Major socio-economic policies set out during China's ongoing Two Sessions are "very timely and highly welcome" as the world economy "once again enters a period of uncertainty," a U.S. expert on China said Wednesday.
The Two Sessions refer to the annual gathering of the National People's Congress (NPC), China's top legislature, and that of the National Committee of the Chinese People's Political Consultative Conference, China's top political advisory body.
"I see a three-fold -- and integrated -- focus at this year's Two Sessions gathering," Sourabh Gupta, a senior fellow at the Institute for China-America Studies in Washington, D.C., told Xinhua in a written interview. "The overall focus is primarily socio-economic."

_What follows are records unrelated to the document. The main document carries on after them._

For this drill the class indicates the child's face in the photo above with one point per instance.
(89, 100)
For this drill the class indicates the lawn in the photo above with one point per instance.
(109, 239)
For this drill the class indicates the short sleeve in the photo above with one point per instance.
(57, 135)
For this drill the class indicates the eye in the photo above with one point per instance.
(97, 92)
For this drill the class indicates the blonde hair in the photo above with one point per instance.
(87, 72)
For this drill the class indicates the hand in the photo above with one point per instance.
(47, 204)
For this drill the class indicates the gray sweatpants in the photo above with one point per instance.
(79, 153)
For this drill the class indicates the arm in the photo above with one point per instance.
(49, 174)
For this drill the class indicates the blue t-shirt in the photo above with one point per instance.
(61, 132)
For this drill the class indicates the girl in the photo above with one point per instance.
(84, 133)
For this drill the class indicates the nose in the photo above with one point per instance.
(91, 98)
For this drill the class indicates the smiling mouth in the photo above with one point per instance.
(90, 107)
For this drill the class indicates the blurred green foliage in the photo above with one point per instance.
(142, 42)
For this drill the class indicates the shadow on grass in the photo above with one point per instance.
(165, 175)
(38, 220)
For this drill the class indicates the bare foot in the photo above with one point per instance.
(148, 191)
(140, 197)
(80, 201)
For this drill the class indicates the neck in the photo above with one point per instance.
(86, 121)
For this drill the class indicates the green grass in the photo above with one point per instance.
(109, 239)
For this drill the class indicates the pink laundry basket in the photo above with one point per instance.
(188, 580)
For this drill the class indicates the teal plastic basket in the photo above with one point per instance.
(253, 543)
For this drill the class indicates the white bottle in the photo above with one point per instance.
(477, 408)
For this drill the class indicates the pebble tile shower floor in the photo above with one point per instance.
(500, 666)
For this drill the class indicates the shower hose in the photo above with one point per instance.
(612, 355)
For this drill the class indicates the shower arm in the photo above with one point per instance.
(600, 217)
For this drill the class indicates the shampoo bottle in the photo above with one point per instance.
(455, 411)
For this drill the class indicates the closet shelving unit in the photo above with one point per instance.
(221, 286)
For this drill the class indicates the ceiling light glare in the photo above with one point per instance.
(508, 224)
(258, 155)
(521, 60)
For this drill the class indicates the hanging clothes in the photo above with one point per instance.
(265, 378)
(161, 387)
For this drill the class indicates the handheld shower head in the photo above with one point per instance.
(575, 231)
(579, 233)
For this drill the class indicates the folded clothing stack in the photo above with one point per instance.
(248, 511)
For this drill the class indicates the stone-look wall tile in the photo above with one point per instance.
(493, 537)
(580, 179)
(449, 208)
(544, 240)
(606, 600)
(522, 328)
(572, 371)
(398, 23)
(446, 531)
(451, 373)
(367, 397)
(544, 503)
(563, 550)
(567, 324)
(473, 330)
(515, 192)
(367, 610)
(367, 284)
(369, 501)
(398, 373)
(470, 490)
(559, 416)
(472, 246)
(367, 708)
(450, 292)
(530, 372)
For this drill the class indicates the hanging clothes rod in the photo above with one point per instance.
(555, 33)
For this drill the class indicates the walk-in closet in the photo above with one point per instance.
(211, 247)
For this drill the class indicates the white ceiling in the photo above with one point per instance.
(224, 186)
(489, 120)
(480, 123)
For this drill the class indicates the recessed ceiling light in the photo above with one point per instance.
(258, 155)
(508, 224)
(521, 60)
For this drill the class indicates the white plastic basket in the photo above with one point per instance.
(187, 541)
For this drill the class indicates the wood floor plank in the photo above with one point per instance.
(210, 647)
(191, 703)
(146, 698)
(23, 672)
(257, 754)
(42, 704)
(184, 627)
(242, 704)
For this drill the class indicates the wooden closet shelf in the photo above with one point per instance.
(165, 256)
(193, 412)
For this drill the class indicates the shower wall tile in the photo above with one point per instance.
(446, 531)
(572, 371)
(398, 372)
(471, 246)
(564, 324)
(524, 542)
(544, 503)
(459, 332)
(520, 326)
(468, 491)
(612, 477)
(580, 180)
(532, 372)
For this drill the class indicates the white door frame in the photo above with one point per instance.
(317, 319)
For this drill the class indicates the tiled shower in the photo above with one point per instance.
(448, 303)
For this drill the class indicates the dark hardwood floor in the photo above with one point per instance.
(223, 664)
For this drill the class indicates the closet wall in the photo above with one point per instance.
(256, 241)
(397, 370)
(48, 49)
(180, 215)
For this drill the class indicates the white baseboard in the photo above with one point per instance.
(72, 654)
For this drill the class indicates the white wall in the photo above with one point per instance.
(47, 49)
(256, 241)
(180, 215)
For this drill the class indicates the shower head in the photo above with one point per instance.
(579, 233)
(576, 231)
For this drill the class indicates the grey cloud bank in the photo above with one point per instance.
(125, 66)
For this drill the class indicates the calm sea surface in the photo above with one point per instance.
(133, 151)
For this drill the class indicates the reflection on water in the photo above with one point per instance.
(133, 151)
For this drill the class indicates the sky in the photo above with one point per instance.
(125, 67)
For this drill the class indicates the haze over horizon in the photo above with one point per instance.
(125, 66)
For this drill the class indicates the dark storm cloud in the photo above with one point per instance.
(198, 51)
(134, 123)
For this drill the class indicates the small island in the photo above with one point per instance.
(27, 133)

In Gupta's eyes, the three pillars are winning the critical battle against poverty, stabilizing the macro-economy without recourse to old-school stimulus-heavy policies, and devising and implementing new internal drivers that can structurally transform China's economy to a high-quality growth model.
In the government work report delivered at the opening of the annual NPC session on Tuesday, Chinese Premier Li Keqiang pledged that Beijing will not resort to massive economic stimulus.
In the work report, China sets its GDP growth target at 6-6.5 percent for 2019, and vows to reduce its rural poor population by over 10 million in the same year.
The country, according to the work report, will also further relax controls over market access, shorten the negative list for foreign investment, and permit wholly foreign funded enterprises to operate in more sectors.
Gupta noted that the past instances of heavy investment-led stimulus in China, notably after the global financial crisis in 2008-2009, did lead to robust growth, but the focus has now changed.
"As the world economy once again enters a period of uncertainty, the need of the hour therefore is to simultaneously manage the economic headwinds with prudent aggregate demand-stabilizing policies while pushing ahead systematically with the new round of structural opening-up and reform," he said.